[v2,3/4] iommufd: Add IOMMU_DEVICE_GET_HW_INFO

Message ID 20230309075358.571567-4-yi.l.liu@intel.com
State New
Headers
Series iommufd: Add iommu hardware info reporting |

Commit Message

Yi Liu March 9, 2023, 7:53 a.m. UTC
  Under nested IOMMU translation, userspace owns the stage-1 translation
table (e.g. the stage-1 page table of Intel VT-d or the context table
of ARM SMMUv3, and etc.). Stage-1 translation tables are vendor specific,
and needs to be compatiable with the underlying IOMMU hardware. Hence,
userspace should know the IOMMU hardware capability before creating and
configuring the stage-1 translation table to kernel.

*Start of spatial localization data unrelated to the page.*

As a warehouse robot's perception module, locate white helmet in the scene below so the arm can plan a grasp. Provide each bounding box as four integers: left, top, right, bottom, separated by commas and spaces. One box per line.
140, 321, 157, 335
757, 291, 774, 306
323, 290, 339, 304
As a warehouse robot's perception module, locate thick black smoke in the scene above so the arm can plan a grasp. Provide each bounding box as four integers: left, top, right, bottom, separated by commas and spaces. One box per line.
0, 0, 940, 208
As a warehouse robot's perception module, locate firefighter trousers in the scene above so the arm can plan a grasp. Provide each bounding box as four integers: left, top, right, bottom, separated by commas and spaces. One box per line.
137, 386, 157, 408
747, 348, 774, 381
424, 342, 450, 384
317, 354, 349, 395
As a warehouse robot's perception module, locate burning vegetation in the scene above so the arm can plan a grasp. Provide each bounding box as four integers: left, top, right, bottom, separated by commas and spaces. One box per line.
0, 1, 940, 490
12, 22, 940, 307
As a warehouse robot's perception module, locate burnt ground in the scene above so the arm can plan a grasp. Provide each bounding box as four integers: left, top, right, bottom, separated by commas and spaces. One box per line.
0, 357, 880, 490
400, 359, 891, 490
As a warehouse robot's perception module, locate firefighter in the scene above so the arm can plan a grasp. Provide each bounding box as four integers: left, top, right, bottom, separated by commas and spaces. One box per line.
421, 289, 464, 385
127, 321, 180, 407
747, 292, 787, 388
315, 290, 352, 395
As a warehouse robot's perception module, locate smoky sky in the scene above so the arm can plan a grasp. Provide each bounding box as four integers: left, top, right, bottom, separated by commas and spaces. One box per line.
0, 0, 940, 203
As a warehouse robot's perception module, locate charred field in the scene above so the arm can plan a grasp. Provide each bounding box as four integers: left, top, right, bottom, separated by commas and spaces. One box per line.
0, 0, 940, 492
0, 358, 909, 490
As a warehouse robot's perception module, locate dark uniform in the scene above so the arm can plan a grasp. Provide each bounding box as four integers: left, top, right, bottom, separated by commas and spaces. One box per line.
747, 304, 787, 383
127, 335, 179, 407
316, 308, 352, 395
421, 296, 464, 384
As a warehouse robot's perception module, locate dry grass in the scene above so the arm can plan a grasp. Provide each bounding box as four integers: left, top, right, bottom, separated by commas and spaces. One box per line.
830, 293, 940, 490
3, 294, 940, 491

This adds IOMMU_DEVICE_GET_HW_INFO to query the IOMMU hardware information
for a given device. The returned data is vendor specific, userspace needs
to decode it with the structure mapped by the @out_data_type field.

As only physical devices have IOMMU hardware, so this will return error
if the given device is not a physical device.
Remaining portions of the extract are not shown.